Ist es richtig dass die Überstandshöhe auf jeden Fall kleiner der Schrittlänge sein muss? 

Sind über alle Erfahrungen und Ratschläge sehr dankbar..


----------



## Luzifer83 (1. Juli 2012)

Guten morgen ...

Zur theoretischen Überstandshöhe kann ich nicht wirklich was sagen. Sorry.
Aber ich hatte das gleiche Prblem mit der Rahmenhöhe. Habe auch das Nerve XC in S und bei einer Größe von 167 und SL 77cm kann ich vorm Sattel bequem ohne Schuhe stehen, passen etwa 3-4 Querfinger dazwischen. Ich stoße im Schritt etwa auf halben Weg zum Vorbau am Oberrohr an. Es fällt halt doch recht ab nach hinten.
Im Wald hatte ich bisher noch keine Probleme, die zwei steileren Stellen, die ich (noch) nicht fahren kann bin ich allerdings auch nach hinten abgestiegen, das ging sogar mit Sattel in bequemer Fahrhöhe ganz gut. (Bin auch erst noch am lernen.)

Liebe Grüße, L.


----------



## MTB-News.de




----------



## fuschnick (1. Juli 2012)

Danke Luzifer. Also kommst du auch noch mit einer kürzern SL als 79 an den Boden. Frage mich also wie die Überstandshöhe gemessen wird.

Kann sonst noch jemand was zu sagen?


----------



## schloe (2. Juli 2012)

Hi,
ich weiß, LO, aber ich habe genau die gleichen Maße und hab auch lange gesucht, dewegen hier mal die Ergebnisse
Mir war das Canyon übrigens zu hoch, mit Giant (Reign) und Specialized (Stumpi) gings dann gut, weil die so ein abgesenktes Oberrohr haben. Hab mich dann letztendlich doch für das Giant Reign entschieden, weil es mehr Richtung Enduro geht und hab es nicht bereut, das steckt einiges weg.
So, bin dann mal wider weg


----------



## scylla (2. Juli 2012)

fuschnick schrieb:


> Frage mich also wie die Überstandshöhe gemessen wird.

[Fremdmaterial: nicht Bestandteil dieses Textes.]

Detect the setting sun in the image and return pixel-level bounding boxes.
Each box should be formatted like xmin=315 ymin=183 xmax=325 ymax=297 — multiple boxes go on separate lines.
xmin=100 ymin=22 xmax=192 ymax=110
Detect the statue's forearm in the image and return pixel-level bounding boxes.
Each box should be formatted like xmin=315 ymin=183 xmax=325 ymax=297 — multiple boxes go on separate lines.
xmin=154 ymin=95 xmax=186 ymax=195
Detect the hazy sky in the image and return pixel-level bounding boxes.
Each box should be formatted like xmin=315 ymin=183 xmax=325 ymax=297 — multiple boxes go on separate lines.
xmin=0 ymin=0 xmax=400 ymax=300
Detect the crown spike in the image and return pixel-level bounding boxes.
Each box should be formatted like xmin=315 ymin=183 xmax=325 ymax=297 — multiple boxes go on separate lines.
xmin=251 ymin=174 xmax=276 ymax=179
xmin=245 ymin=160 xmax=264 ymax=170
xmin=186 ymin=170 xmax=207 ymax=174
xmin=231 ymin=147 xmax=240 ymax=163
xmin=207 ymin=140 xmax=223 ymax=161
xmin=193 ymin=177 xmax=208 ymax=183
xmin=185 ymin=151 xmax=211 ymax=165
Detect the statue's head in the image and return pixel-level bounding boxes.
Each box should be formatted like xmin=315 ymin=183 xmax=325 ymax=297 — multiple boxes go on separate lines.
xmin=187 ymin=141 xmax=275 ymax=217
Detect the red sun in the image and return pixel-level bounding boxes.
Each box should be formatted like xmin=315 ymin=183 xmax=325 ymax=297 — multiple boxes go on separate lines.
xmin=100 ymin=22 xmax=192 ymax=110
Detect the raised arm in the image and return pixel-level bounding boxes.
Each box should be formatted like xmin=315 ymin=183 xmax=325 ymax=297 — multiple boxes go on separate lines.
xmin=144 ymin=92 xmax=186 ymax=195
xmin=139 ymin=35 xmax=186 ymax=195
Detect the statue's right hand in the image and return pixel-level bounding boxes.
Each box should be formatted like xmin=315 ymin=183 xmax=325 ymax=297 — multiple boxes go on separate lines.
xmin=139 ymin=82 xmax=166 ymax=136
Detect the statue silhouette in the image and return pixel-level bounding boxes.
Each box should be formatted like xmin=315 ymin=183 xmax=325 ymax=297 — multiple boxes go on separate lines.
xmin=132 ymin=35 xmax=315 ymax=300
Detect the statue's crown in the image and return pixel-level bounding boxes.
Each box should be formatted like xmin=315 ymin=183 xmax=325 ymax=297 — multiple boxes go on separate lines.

http://de-rec-fahrrad.de/technik/rahmenmasse/start
"Überstandshöhe: höchster Punkt des Oberrohrs an der Stelle, an der man üblicherweise steht, wenn man über das Rad steigt, also ca 1/2 bis 2/3 von AC [Oberrohrlänge]"

fragt sich nur, wo der jeweilige Hersteller dann genau meint, "wo man üblicherweise steht, wenn man über das Rad steigt" 
Aber wenn das Canyon so ein arg abfallendes Oberrohr hat, dann erklärt das zumindest, warum die Empfindung so sehr mit dem Maß differiert. Wenn man sich halt näher zum Sattel hin stellt, dann passt's, wenn man näher Richtung Lenker stehen können will schon nicht mehr.


----------